InnoDB is a special case among MySQL storage engines because they have clustered indexes, which means surrogate keys have to be treated differently in InnoDB. This article gives a quick overview of clustered indexes, and explains why they make it even more important to do careful analysis before making decisions about surrogate keys on InnoDB tables.
Overview of clustered indexes in MySQL
A clustered index is just like any other index, except the index holds the data itself, in index order. That is, the index’s leaf nodes are the rows of the table, and the rows are sorted by the index. Because the rows are sorted by the index, there can be only one clustered index per table.
This means when a query uses an index seek to find a row, the seek moves through the index and lands on the data itself. By contrast, non-clustered indexes store a pointer to the data, and the query must then do a “bookmark lookup” to get to the data.
You probably see now why clustered indexes are important. They can create huge performance increases. Once the query finds the data, it has the data — there’s no need to read through more pages (i.e. wait for the hard disk to respond) and do bookmark lookups to find the data. And since the rows are stored in index order, queries that work with ranges of data can use the clustered index to great effect.
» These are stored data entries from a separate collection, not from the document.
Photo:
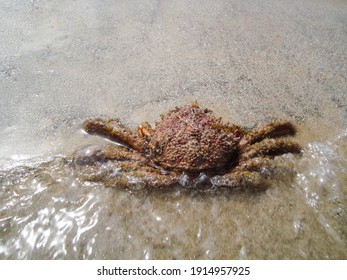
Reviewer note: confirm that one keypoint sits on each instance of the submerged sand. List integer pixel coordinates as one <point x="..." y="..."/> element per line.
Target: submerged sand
<point x="248" y="61"/>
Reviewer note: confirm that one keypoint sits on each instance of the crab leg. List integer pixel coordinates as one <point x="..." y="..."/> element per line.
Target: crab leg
<point x="270" y="147"/>
<point x="115" y="130"/>
<point x="269" y="130"/>
<point x="240" y="179"/>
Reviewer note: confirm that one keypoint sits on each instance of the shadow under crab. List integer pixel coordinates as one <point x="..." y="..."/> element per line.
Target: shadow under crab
<point x="189" y="146"/>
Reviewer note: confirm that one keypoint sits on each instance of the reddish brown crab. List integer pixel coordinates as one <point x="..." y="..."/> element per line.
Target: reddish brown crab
<point x="188" y="142"/>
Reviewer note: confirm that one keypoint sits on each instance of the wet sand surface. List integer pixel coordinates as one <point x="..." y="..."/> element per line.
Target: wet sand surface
<point x="249" y="61"/>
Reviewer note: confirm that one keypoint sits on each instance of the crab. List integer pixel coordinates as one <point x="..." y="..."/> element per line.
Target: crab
<point x="189" y="146"/>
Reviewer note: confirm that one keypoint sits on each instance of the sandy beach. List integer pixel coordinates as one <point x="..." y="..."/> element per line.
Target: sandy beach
<point x="248" y="61"/>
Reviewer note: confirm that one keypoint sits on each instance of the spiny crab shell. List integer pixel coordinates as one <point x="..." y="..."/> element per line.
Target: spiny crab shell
<point x="189" y="144"/>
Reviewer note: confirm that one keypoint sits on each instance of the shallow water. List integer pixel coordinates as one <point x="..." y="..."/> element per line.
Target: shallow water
<point x="248" y="61"/>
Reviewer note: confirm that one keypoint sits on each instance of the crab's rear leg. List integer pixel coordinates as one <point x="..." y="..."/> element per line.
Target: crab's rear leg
<point x="251" y="173"/>
<point x="115" y="130"/>
<point x="269" y="148"/>
<point x="270" y="130"/>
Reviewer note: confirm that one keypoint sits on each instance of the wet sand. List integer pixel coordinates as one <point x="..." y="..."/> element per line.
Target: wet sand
<point x="250" y="62"/>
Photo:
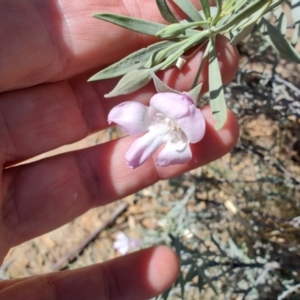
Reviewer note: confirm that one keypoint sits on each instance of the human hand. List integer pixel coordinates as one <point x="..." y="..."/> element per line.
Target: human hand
<point x="48" y="51"/>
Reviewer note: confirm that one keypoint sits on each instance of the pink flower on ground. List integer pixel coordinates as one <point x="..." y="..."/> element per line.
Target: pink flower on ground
<point x="171" y="120"/>
<point x="123" y="243"/>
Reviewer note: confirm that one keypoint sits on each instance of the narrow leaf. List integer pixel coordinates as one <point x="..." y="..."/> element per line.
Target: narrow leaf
<point x="280" y="44"/>
<point x="295" y="37"/>
<point x="194" y="94"/>
<point x="206" y="8"/>
<point x="296" y="11"/>
<point x="131" y="82"/>
<point x="165" y="11"/>
<point x="188" y="8"/>
<point x="138" y="25"/>
<point x="160" y="86"/>
<point x="241" y="15"/>
<point x="241" y="34"/>
<point x="131" y="62"/>
<point x="281" y="21"/>
<point x="217" y="98"/>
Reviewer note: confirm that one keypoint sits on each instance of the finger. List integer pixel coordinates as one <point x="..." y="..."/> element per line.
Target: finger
<point x="140" y="275"/>
<point x="53" y="40"/>
<point x="51" y="115"/>
<point x="49" y="193"/>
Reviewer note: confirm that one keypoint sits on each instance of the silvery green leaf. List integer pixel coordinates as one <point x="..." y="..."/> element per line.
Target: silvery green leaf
<point x="205" y="8"/>
<point x="243" y="14"/>
<point x="160" y="86"/>
<point x="218" y="4"/>
<point x="174" y="30"/>
<point x="281" y="21"/>
<point x="133" y="24"/>
<point x="245" y="27"/>
<point x="203" y="60"/>
<point x="130" y="82"/>
<point x="161" y="54"/>
<point x="280" y="44"/>
<point x="217" y="98"/>
<point x="187" y="7"/>
<point x="296" y="11"/>
<point x="165" y="11"/>
<point x="131" y="62"/>
<point x="194" y="94"/>
<point x="295" y="37"/>
<point x="186" y="44"/>
<point x="241" y="34"/>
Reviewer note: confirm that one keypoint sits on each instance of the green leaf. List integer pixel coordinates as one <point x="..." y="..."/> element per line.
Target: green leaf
<point x="241" y="15"/>
<point x="187" y="44"/>
<point x="281" y="21"/>
<point x="216" y="16"/>
<point x="206" y="8"/>
<point x="245" y="27"/>
<point x="165" y="11"/>
<point x="138" y="25"/>
<point x="131" y="82"/>
<point x="295" y="37"/>
<point x="134" y="61"/>
<point x="279" y="43"/>
<point x="194" y="94"/>
<point x="160" y="86"/>
<point x="161" y="54"/>
<point x="187" y="7"/>
<point x="217" y="98"/>
<point x="296" y="11"/>
<point x="174" y="30"/>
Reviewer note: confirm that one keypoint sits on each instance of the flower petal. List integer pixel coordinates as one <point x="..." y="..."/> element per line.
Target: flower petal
<point x="172" y="105"/>
<point x="193" y="124"/>
<point x="174" y="153"/>
<point x="182" y="110"/>
<point x="131" y="116"/>
<point x="143" y="147"/>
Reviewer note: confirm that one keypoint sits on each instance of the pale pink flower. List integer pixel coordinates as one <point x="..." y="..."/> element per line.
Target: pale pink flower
<point x="171" y="120"/>
<point x="123" y="243"/>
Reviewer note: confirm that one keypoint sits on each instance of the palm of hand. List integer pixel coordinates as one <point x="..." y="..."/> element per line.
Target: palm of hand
<point x="50" y="50"/>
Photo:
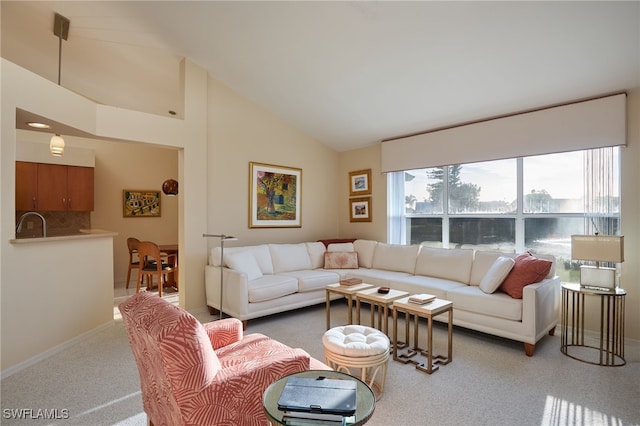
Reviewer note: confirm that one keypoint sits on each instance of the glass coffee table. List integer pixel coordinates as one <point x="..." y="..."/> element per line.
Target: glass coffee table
<point x="365" y="399"/>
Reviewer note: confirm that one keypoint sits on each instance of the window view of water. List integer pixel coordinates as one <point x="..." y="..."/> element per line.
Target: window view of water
<point x="479" y="206"/>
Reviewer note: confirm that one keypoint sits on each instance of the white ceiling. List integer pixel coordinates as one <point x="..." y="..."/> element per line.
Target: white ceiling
<point x="346" y="73"/>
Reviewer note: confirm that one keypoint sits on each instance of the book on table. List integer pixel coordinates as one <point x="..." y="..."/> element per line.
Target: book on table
<point x="421" y="299"/>
<point x="318" y="396"/>
<point x="299" y="418"/>
<point x="350" y="281"/>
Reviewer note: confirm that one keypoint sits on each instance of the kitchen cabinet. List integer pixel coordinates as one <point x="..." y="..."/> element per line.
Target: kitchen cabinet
<point x="58" y="187"/>
<point x="26" y="185"/>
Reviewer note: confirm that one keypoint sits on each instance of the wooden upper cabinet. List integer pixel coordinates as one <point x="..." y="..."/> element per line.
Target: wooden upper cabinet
<point x="26" y="185"/>
<point x="52" y="187"/>
<point x="80" y="188"/>
<point x="57" y="187"/>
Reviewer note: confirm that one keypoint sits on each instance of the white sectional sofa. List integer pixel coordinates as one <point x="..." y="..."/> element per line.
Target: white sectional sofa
<point x="271" y="278"/>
For example, if a table’s data is clustered on date, it’s highly efficient to select all rows newer than a certain date. The query just seeks into the index and finds the first row; then everything else in the table is guaranteed to be newer, so the query can blindly read every remaining row.
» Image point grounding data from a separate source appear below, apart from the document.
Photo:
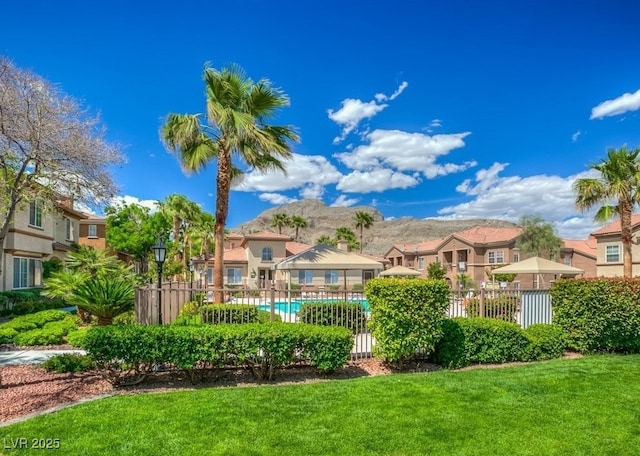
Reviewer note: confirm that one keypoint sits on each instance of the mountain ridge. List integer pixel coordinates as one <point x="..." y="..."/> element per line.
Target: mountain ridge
<point x="323" y="220"/>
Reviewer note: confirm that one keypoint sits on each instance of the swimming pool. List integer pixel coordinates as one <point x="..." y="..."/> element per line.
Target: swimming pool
<point x="294" y="306"/>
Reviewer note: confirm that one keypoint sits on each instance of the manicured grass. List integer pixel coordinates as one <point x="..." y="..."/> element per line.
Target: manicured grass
<point x="585" y="406"/>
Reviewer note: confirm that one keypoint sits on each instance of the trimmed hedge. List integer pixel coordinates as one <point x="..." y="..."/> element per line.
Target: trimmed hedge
<point x="341" y="313"/>
<point x="598" y="315"/>
<point x="406" y="316"/>
<point x="130" y="353"/>
<point x="545" y="342"/>
<point x="480" y="340"/>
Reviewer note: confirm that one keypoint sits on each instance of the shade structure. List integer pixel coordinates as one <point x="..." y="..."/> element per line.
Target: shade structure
<point x="399" y="271"/>
<point x="537" y="265"/>
<point x="324" y="256"/>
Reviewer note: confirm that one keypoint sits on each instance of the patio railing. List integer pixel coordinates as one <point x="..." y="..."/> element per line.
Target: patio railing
<point x="525" y="307"/>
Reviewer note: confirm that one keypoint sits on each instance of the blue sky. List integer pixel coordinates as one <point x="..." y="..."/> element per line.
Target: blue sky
<point x="423" y="108"/>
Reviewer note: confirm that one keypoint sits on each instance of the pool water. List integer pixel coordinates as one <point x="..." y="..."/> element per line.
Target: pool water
<point x="294" y="306"/>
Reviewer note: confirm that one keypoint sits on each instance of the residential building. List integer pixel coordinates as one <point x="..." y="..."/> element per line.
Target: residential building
<point x="36" y="235"/>
<point x="609" y="251"/>
<point x="250" y="261"/>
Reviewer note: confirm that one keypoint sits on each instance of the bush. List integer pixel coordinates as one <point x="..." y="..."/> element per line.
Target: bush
<point x="124" y="353"/>
<point x="43" y="317"/>
<point x="126" y="318"/>
<point x="480" y="340"/>
<point x="69" y="362"/>
<point x="341" y="313"/>
<point x="545" y="342"/>
<point x="7" y="335"/>
<point x="406" y="316"/>
<point x="598" y="315"/>
<point x="76" y="338"/>
<point x="501" y="308"/>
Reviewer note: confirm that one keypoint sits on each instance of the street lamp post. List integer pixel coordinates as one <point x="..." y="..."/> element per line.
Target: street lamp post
<point x="159" y="254"/>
Clustered indexes in MySQL
MySQL’s storage engines are all different. Only InnoDB offers clustered indexes, and InnoDB makes the primary key the clustered index. This means the choice of primary key is critical to performance on the InnoDB engine, especially as tables become large.
Another important factor is the way InnoDB handles non-clustered (also known as secondary) indexes. Instead of pointing directly to the row, each leaf node in a secondary index contains a tuple from the clustered index (otherwise, maintaining secondary indexes would be extremely expensive in the case of a page split). That means secondary indexes are actually at a slight disadvantage in InnoDB compared to other storage engines, because using the index requires navigating two indexes. It also means the size of each secondary index is dependent on the size of the clustered index.
What does this have to do with surrogate keys? Since MySQL doesn’t allow an
AUTO_INCREMENT column unless it’s part of the primary key, and InnoDB further restricts this to force it to be the primary key, the clustered index is totally wasted on a meaningless number.
Unfortunately, many people seem to instinctively add an
AUTO_INCREMENT column as a primary key by default. Search around the web and you’ll see people frequently giving that advice when telling a beginner how to design tables. Choosing a primary key by examining the data and finding its inherent primary key can help avoid a performance killer.
Exceptions to the rule
There is an important exception to the “avoid surrogate keys” principle. If the table’s primary key is large, the non-clustered indexes are also large, so non-clustered indexes become much less efficient. Not only is a non-clustered index less efficient, the value that results from the non-clustered index’s seek is large too, so navigating the primary key is slower, too. In these cases, using a surrogate key may actually improve performance. It depends on the table.